Want to share your content on R-bloggers? click here if you have a blog, or here if you don't. An interesting sampling method that was covered briefly in my Bayesian statistics course was rejection sampling. Since I have nothing better to do, I thought it would be fun to make an acceptance-rejection algorithm using R. FUN!

The Rejection Sampling method is usually used to simulate data from an unknown distribution. To do this one samples from a distribution that covers the suport of the unknown distribution and use certain criteria for accepting/rejecting the sampled values. One way to do this is as follows (Rice, p 92).

Step 1: Generate T with density m.

Step 2: Generate U, uniform on [0,1] and independent of T. If M(T)*U ≤ ƒ(T), then let X = T (accept T). Otherwise, go to Step 1 (Reject T).

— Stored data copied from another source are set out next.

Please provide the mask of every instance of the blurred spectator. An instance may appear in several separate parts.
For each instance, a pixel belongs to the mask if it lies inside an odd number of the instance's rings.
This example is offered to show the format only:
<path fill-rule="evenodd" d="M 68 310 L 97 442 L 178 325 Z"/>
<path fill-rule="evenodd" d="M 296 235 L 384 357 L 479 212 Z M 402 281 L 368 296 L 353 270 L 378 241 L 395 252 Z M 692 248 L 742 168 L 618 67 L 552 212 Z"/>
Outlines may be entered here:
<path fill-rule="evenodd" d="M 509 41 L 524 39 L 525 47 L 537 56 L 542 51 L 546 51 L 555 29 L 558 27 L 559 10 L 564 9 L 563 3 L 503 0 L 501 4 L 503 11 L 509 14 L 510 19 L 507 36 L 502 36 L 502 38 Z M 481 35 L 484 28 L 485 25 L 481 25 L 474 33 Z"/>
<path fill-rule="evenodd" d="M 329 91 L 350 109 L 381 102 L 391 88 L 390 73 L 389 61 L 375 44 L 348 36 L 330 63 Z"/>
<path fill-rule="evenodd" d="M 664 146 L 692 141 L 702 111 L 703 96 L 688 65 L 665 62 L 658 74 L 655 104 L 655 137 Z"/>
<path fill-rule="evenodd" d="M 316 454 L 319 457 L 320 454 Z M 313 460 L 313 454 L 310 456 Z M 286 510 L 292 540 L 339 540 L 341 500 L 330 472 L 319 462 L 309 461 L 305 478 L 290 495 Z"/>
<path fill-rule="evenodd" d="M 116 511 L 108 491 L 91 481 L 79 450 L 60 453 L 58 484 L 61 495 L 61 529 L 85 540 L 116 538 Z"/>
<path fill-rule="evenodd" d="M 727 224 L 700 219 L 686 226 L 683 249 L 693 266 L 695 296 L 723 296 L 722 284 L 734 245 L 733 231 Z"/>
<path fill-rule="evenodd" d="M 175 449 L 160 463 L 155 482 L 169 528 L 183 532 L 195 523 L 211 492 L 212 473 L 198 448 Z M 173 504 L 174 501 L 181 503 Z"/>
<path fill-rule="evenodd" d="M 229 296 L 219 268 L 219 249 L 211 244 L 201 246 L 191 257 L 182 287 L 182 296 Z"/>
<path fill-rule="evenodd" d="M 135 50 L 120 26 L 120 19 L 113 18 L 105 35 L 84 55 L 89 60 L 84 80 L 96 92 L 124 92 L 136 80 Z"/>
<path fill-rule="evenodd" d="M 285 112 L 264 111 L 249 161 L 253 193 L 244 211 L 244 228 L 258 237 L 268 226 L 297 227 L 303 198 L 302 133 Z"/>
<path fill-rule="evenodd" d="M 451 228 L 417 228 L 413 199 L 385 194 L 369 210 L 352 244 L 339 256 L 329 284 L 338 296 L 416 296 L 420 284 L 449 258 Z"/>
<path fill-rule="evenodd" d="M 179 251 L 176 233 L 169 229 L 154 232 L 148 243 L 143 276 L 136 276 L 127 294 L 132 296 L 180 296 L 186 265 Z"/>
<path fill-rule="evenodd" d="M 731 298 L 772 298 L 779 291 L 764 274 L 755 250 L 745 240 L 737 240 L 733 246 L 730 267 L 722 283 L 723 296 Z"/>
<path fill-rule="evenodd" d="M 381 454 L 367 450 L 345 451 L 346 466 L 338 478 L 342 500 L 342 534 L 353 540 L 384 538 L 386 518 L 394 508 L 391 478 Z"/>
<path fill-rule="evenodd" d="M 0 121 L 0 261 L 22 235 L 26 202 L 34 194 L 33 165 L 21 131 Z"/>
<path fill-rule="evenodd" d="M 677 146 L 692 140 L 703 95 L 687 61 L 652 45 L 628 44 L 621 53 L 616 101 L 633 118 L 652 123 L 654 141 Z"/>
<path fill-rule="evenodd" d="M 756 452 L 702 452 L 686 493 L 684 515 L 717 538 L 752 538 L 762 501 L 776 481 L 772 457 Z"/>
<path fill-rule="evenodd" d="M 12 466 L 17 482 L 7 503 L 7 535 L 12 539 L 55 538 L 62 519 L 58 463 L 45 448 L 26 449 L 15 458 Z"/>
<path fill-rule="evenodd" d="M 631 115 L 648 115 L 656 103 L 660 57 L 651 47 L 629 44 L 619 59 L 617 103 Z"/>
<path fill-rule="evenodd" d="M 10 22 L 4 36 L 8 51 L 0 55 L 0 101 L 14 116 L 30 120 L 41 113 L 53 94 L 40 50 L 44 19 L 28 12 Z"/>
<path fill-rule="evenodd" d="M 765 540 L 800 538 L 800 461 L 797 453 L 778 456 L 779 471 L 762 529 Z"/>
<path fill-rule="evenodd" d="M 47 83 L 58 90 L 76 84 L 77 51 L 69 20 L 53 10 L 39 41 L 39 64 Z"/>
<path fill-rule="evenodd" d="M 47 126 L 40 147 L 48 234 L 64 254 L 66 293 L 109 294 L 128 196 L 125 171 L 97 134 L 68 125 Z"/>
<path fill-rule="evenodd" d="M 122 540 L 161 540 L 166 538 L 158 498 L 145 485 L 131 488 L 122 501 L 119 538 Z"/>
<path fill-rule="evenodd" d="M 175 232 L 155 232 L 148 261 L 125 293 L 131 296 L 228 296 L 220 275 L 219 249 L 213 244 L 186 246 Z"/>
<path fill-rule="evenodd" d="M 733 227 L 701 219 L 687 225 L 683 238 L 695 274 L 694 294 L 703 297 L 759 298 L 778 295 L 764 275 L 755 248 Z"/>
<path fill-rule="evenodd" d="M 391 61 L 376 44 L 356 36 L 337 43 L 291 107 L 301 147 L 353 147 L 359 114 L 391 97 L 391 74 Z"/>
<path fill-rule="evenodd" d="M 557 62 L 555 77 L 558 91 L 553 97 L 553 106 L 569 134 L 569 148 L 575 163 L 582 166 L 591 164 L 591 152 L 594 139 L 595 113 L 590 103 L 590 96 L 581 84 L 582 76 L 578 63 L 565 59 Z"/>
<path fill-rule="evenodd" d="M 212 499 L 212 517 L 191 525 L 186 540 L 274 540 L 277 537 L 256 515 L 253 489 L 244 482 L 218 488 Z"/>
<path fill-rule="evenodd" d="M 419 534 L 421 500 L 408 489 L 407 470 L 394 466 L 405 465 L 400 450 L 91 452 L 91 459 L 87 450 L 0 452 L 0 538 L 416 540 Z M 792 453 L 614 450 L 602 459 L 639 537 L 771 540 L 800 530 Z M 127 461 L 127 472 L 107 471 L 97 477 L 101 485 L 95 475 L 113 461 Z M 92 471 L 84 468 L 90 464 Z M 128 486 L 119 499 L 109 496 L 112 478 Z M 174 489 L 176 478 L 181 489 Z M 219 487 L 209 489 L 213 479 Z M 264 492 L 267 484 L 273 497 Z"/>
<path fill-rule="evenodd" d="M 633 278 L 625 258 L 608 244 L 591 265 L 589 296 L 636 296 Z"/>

Where M(x) is a function such that M(x) ≥ ƒ(x) on [a,b]. To keep things simple for myself I will be simulating a Beta distribution with parameters 6 and 3 (ƒ). To do this I will sample T’s from a scaled uniform distribution (M), and reject sampled values where M(T)*U ≥ ƒ(T). In a plot of the beta distribution with parameters 6 and 3 we can see that the ƒ(x) never goes above 3. For this reason I chose to scale the uniform distribution M by multiplying it by 3.
Here is the R code to implement rejection sampling for 100,000 observations in this example.
``` sample.x = runif(100000,0,1) accept = c() ```

```for(i in 1:length(sample.x)){ U = runif(1, 0, 1) if(dunif(sample.x[i], 0, 1)*3*U <= dbeta(sample.x[i], 6, 3)) { ```

` accept[i] = 'Yes' `
` } `
``` else if(dunif(sample.x[i],0,1)*3*U > dbeta(sample.x[i], 6, 3)) { accept[i] = 'No' } } ```

```T = data.frame(sample.x, accept = factor(accept, levels= c('Yes','No'))) ```
We can plot the results along with the true distribution with the following code.
``` hist(T[,1][T\$accept=='Yes'], breaks = seq(0,1,0.01), freq = FALSE, main = 'Histogram of X', xlab = 'X') lines(x, dbeta(x,6,3)) ``` With 100,000 observations sampled, the data fit very well.
We can look at the densities of both the accepted and rejected values to get an idea of what's going on.
``` library(ggplot2) print(qplot(sample.x, data = T, geom = 'density', color = accept)) ``` Looking at a stacked histogram of all the sampled values together we can really see how much wasted data there are in this example.
``` print(qplot(sample.x, data = T, geom = 'histogram', fill = accept, binwidth=0.01)) ``` In fact, when I ran this example I got 33,114 accepted values and 66,886 rejected values. I probably could have chosen a better value than 3 to scale the uniform distribution, but ideally rejection sampling uses a known distribution that is only slightly different from the unknown distribution we're trying to estimate.